With the root cause identified—a loose cooling pipe joint leading to coolant leak, insufficient cooling, charger overheating, internal short circuit, and subsequent fuse blow—the repair steps were clear. I replaced the blown charger fuse with a new one of identical rating, replaced the entire onboard charger unit (as internal damage was irreversible), and replaced the faulty cooling pipe joint with a properly secured, OEM-specified connector. After reassembly and refilling the cooling system with the correct hybrid electric vehicle coolant, I performed a functional test. The hybrid electric vehicle now accepted AC slow charging normally, with the data stream showing proper voltages and currents. A subsequent drive cycle confirmed that all other functions, including DC fast charging and propulsion, remained intact.
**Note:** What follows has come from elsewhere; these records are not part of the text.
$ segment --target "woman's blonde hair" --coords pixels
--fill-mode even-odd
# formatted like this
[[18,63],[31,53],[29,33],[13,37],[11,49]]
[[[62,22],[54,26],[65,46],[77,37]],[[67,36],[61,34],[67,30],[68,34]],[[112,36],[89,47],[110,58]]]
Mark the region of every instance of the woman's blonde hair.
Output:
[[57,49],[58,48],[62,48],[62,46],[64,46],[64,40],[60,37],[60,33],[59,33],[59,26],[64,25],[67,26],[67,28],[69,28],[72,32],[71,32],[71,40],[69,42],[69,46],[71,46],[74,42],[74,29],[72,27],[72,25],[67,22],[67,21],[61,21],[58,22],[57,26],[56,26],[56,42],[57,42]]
This case underscores several important lessons for maintaining a hybrid electric vehicle. First, the cooling system is not just for the engine; it is critical for battery and power electronics health. Regular inspections of coolant lines, levels, and connections can prevent such failures. Second, diagnostic approaches should combine data analysis with understanding of system architecture. The use of data streams and resistance measurements, guided by electrical principles, was key here. Third, fuses are sacrificial protectors; always investigate why they blow before replacement. Finally, the integration of systems in a hybrid electric vehicle means that a fault in one area (cooling) can manifest in another (charging), requiring a holistic view.
To generalize, the charging system in a hybrid electric vehicle involves multiple safety and control layers. The communication between the charger, battery management system (BMS), and vehicle control unit (VCU) ensures safe operation. The AC charging process includes a pilot signal for capacity negotiation and proximity detection. A fault in any part of this chain can disable charging. Below is a summary of common failure modes in hybrid electric vehicle AC charging systems, based on this and similar cases.
| Failure Category | Specific Issues | Typical Symptoms | Diagnostic Clues |
|---|---|---|---|
| Electrical | Blown fuses, short circuits, open wiring, connector corrosion | No charging, zero HV output, possible DTCs | Resistance measurements, voltage checks |
| Thermal | Coolant leaks, pump failures, clogged radiators | Overheating warnings, intermittent charging failure | Temperature data, visual coolant inspection |
| Control & Communication | Faulty pilot signal, BMS errors, software glitches | Charging stops after initiation, incorrect SOC readings | Duty cycle measurements, CAN bus data |
| Component Degradation | Worn-out charger components, aging capacitors | Reduced charging efficiency, unusual noises | Performance testing, efficiency calculations |
In conclusion, diagnosing a hybrid electric vehicle requires a methodical approach grounded in electrical and thermal principles. This case of AC slow charging failure was resolved by tracing the fault from symptom (no charge) to root cause (coolant leak-induced short). It highlights the complexity and interconnectivity of modern hybrid electric vehicle systems. For technicians, continuous learning about evolving technologies in hybrid electric vehicles is essential. For owners, adhering to scheduled maintenance, especially for cooling systems, can prevent such issues. As the adoption of hybrid electric vehicles grows, understanding their unique故障 profiles becomes increasingly important for reliable and sustainable operation.